'How I Met Your Mother's Darren & The Case for Contemptible Characters
I can't help it, I adore shitty people on TV. I love their devil-may-care attitude, their inability to give any of the cares about the feelings of others (less it be for personal gain), and their general prowess at shaking things up at the most inopportune of moments. It's different, it's unpredictable, and it's usually audacious to watch. Just like Andrew Rannells' Darren, who singlehandedly saved Season 9 of How I Met Your Mother during the fall finale episode.
Thank you, Darren: for finally righting the wrongs of an entire season's worth of reflection, car rides, and unspoken truths; for being the thorn in everyone's side for no reason other than it course-corrected a few long-overdue problems.
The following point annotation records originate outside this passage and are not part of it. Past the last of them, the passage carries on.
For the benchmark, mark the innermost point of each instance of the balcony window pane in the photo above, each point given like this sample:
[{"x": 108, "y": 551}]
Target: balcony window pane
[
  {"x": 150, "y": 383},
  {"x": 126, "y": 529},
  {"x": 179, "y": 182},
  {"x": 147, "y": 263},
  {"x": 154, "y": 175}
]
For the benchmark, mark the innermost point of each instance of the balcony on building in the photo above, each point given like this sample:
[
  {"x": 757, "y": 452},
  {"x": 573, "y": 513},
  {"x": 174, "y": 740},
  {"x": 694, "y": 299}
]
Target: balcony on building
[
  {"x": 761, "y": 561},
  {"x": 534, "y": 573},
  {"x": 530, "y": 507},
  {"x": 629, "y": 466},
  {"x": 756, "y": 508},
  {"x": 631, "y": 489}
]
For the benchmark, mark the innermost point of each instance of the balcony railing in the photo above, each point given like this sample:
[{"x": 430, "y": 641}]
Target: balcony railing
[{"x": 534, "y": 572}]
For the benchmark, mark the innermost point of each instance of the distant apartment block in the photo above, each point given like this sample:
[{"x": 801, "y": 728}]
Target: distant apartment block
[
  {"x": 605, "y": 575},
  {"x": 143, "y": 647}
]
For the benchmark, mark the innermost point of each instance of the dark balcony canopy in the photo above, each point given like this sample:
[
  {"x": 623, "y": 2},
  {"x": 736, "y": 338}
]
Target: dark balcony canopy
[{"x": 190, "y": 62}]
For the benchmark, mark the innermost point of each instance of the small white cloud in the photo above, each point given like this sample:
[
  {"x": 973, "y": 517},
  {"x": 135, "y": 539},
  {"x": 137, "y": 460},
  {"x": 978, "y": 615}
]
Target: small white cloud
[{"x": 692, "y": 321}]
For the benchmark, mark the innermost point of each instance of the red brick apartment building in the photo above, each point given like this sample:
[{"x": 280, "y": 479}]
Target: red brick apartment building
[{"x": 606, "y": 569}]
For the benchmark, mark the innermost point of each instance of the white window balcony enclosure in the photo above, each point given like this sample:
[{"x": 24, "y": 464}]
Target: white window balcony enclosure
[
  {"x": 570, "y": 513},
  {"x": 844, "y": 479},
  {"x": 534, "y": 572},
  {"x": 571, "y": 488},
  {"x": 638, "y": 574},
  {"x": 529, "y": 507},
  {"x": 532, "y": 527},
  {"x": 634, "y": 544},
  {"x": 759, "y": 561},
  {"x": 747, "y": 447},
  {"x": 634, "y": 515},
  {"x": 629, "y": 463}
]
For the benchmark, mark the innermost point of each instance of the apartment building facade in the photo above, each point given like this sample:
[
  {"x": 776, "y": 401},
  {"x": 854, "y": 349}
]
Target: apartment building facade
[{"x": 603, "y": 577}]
Often shitty people are considered such because their unconventional ways of looking out for number one lead to emotional turmoil and scores of dormant drama, which is why they're sometimes completely necessary in life and also on television.
Certainly, this season was guaranteed to be a challenge from the get-go. Many of the writers and staffers (including creator Craig Thomas) had stated as much prior to, when it was all-but-confirmed that Season 8 would be its last. "We're writing this season like it's the end," explained Thomas "Wrapping it up in Season 8 would be amazing ... There’s a part of us as writers that [is] drawn to that."
The season's curvy-wurvy road to mother-meeting bliss has been filled with what many fans of the series have called "filler." And though that sort of thing is always up to interpretation, let's be real about one thing: creating 22 episodes about the goings-on of one single wedding weekend is no small challenge. That's a lot of time to fill with not a heck of a lot of time to cover. Naturally, things were going to feel a bit superfluous — especially with the anticipation for a known meeting we've been waiting actual years for.
Which is why — like him or not — Rannells' appearance was literally the best thing that could've happened. Finally — finally! — we can confront Ted's alleged move to Chicago. Lily can stop talking about Marshall's judge gig and actually see him, face to face, to talk about it. And Robin can get mad about the fact that (in the effort to fill time) her happy weekend of wedded bliss has turned into the Everyone Else Show.
Besides, Darren's out-of-line behavior made way for a lot of gooey-good sweetness and charm — the lynchpin in the series' success — as well as the impetuous for an adorable Marshall-and-Mother meeting, and the first drink Ted ever received from his future-lady.
So keep on shitting on other people's lives, Darren and others of his ilk. If that's what gets them to confront their own problems, I am so game.